Jordan’s example has led to the next generations’ emergence in entertainment, media, and sports. It is an emergence that is beyond in some ways what Jordan has accomplished. However, that is the point—the mentee should always outperform the mentor with proper, training, guidance, and a little luck too. Where many athletes have pursued broadcasting work as color analysts during and after their professional careers in sports, Jordan did not pursue these avenues or seek to open a television or film production studio to develop entertainment, media, and sports content.
The direct-to-consumer approach of Hollywood and sports networks through streaming platforms, combined with the introduction of athlete voices through social media and podcasts has led to more opportunities. Los Angeles Laker LeBron James launched his SpringHill Company in 2020 not long after joining showtime in Tinseltown. SpringHill is a content studio that develops and looks to other studios for major production and distribution. LeBron has the sponsorship advertising prowess, but can also add documentaries and feature film content to his resume.
Kevin Durant launched a podcast titled “The Boardroom” through his company, Thirty-Five Ventures. With YouTube on par with Netflix in revenue (minus the paywall), it provides another direct-to-consumer platform for everyone and more opportunities. Steph Curry launched Unanimous Media in 2018 as a content and production studio, originally in partnership with Sony Entertainment, now the studio is partnered with Comcast owned NBCUniversal in the $10 million dollar range.
The media has deemed the Curry deal a first, which is noteworthy, but so is the faith and family focus of Curry’s programming that will span many brands in the NBCUniversal entertainment family. Curry will join the NBC broadcast for the Ryder Cup as an analyst and host and interview guests for an educational series, which does not include film projects and the second $200 million dollar basketball contract Curry signed in 2021. Chris Paul, Kyrie Irving, and Dwayne Wade have been involved with film projects of their own. Tim Tebow is a nationwide celebrity and motivational speaker, not to mention a world-renown athlete and person with a big heart towards faith and philanthropy.
Peyton and Eli Manning also have their own broadcast for Monday Night Football. Peyton also starred in the very successful “Peyton’s Places” that will have season two launched soon on ESPN+. Both are produced by Peyton’s Omaha Productions.

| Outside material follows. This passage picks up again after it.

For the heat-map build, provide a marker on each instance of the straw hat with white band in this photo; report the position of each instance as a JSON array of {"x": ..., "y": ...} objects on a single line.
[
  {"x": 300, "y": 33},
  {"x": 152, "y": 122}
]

Speaking of Disney brands, the company’s 30 for 30 is still one of the main catalysts for highlighting the struggles and triumphs of athletes. Hard Knocks, Ballers, and Jerry Maguire also gave insight into the world of sports beyond the field, statistics, and championships.
The growth of entertainment, media, and sports has been and continues to be exponential. Some additional areas to watch include development of series and docuseries in baseball, hockey, soccer, and in other popular, but not the big five sports in America (e.g., lacrosse, cricket, etc.). With women’s sports receiving more attention on television, there are tremendous opportunities for growth in entertainment production particularly in women’s soccer.
To date, NBA players have dominated the entertainment, media, and sports landscape for Hollywood production. However, to each their own, because some stars love developing content, others love speaking about content, and still others love to own content (particularly in the form of brands and franchises) (see Michael Jordan and Derek Jeter). Indeed, the era of athlete as Hollywood producer is upon us.